Liza shook her head distrustfully.

“No, there’s something else. The tone is unusual.” She repeated slowly: “Particularly whimsical customers.”

As an experienced psychologist who can find the hidden springs behind this or that action, Liza had a theory.

“The announcement is in code. Let’s read between the lines. Safes are pretty far-fetched, neither here nor there. It must be a cover. It’s all in the ending. Maybe it would be a good idea to cautiously talk with this “builder” about the secret doors. This seems to be just what we need at the moment.”

“Do you want to give it a try?” I asked jokingly, not expecting that Liza would react even before the final word reached her ears.

“Why not?”

Without blinking an eye, she opened her bag, took out a portable scanner and held it up to the newspaper announcement. Next to the phone number, a man’s profile lit up on the telephone display. Underneath was his name: Richard Melloni.
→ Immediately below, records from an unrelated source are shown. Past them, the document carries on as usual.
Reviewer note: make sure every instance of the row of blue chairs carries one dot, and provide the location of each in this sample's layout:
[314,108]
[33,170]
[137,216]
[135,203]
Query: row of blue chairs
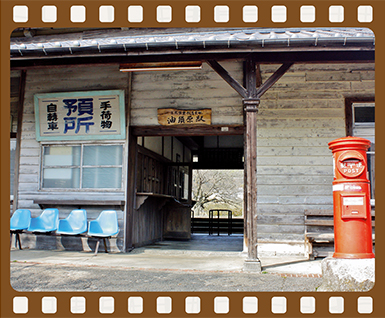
[104,226]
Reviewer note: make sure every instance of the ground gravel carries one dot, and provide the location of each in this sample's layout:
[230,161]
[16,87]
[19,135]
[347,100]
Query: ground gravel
[48,277]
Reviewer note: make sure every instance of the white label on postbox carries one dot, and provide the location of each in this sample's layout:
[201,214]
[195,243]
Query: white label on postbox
[352,187]
[353,201]
[338,187]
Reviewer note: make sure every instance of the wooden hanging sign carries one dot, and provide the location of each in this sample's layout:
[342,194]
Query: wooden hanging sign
[173,116]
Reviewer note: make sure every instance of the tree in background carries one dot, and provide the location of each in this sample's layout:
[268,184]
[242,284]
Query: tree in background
[217,189]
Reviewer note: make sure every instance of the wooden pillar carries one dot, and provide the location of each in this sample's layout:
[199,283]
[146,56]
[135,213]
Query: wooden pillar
[20,107]
[132,167]
[251,103]
[251,108]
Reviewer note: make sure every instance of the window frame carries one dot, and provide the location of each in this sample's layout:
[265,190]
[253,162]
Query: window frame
[82,166]
[350,103]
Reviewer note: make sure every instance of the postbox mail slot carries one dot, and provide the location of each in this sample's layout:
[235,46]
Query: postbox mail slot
[351,164]
[353,207]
Liza thought for a second, looked at me and asked:

“What do you think, should we risk it?”

“As you wish,” I agreed without much enthusiasm, secretly hoping that the telephone call would be a waste of time.

“Don’t be afraid, we’ll get through,” Liza smiled and pressed the “Talk” button.
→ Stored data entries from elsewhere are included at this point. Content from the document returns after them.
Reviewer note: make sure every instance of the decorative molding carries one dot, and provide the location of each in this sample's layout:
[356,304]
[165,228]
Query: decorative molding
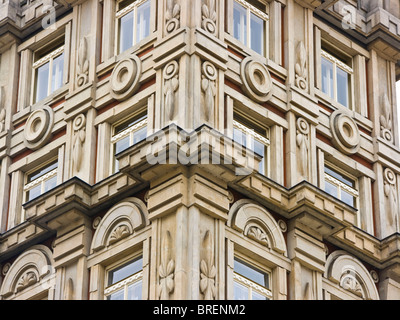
[345,133]
[209,16]
[83,63]
[256,79]
[124,80]
[208,271]
[208,78]
[302,142]
[79,137]
[385,119]
[166,268]
[171,84]
[172,16]
[301,67]
[38,128]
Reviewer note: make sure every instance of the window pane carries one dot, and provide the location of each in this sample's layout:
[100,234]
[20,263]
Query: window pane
[331,189]
[135,291]
[240,23]
[42,82]
[251,273]
[257,34]
[126,32]
[327,77]
[347,198]
[119,295]
[143,21]
[125,271]
[342,87]
[57,75]
[240,292]
[34,192]
[50,184]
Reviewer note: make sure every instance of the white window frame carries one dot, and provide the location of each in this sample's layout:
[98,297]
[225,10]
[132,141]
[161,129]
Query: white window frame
[49,58]
[130,131]
[337,63]
[119,14]
[251,285]
[259,13]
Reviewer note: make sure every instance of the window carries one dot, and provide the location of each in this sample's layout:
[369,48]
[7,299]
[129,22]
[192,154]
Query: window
[249,25]
[48,73]
[252,137]
[125,282]
[336,78]
[341,186]
[133,22]
[250,283]
[41,181]
[127,134]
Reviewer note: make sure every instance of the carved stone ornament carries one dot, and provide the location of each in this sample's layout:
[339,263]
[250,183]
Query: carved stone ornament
[38,128]
[301,67]
[172,16]
[208,77]
[83,63]
[78,141]
[207,268]
[171,84]
[345,132]
[257,82]
[209,16]
[385,119]
[166,268]
[124,80]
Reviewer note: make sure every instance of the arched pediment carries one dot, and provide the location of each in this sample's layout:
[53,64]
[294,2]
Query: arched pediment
[119,222]
[350,274]
[258,224]
[29,268]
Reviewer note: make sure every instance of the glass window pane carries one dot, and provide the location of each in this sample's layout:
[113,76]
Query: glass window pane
[135,291]
[240,292]
[57,74]
[347,198]
[240,23]
[119,295]
[125,271]
[42,82]
[331,189]
[126,32]
[342,87]
[143,21]
[250,273]
[257,34]
[327,77]
[34,192]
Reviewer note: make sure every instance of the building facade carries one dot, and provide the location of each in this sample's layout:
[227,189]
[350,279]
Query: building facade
[199,149]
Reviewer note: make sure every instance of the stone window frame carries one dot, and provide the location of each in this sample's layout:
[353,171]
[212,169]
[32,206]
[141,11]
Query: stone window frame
[272,259]
[62,30]
[342,46]
[229,27]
After two long rings, someone picked up on the third.

In a very professional manner, Liza interviewed the person at the other end. Without giving the age of the children, she explained that the girls were friends, and they wanted to connect their rooms so they could visit each other without going outside. Liza easily told her inoffensive lie about the girls (in the plural!); heterosexuals are trained in the art of lying from the day they first realize their nontraditional orientation.

Both participants in the conversation easily understood an allegorical language, which was second in popularity after sign language. In order to get a quote, Liza arranged to meet the builder on Sunday. When he arrived at our house, I gasped. By an irony of fate, the person who submitted the announcement turned out to be Richard, Frank’s father. We laughed; although we had surmised about each other’s sinful predilections, we were afraid to acknowledge them. And now everything had been settled by itself.

Richard suggested doing a little modification. Our bedrooms were one on top of the other. The solution suggested itself: we would use the wardrobes, dismantle the floor in the closet and go down a stepladder.

That was what we did. We would make the arrangements over the phone, and then I would climb down to Liza for an hour or an hour and a half, and Helen would climb up to Daniel. Why not the other way around? That’s a silly question! This was the only way I could stand for five minutes next to my sleeping daughter’s bed, and Helen could stand by her son’s bed.

Our happiness lasted three years. Then Liza abandoned me; she went off with Richard. No matter how I tried to dissuade her, she applied for a divorce from Helen and moved to Bay Ridge to be closer to Richard. When there is a divorce in a lesbian family and that was what their family was officially, by law the child remains with the woman who gave birth to him or her. Helen had no objection; her relationship with Daniel was unchanged, and she continued to see her son every day. But what about me? What was left for me?

The fact that Frank’s father, who had taken Liza from me, had been punished by fate – he wouldn’t be able to see his son – was no comfort to me. His situation was similar to ours, and he had also lived in a two-family house until his wife had grown tired of running up and down the stairs, and she had become a normal woman – a lesbian.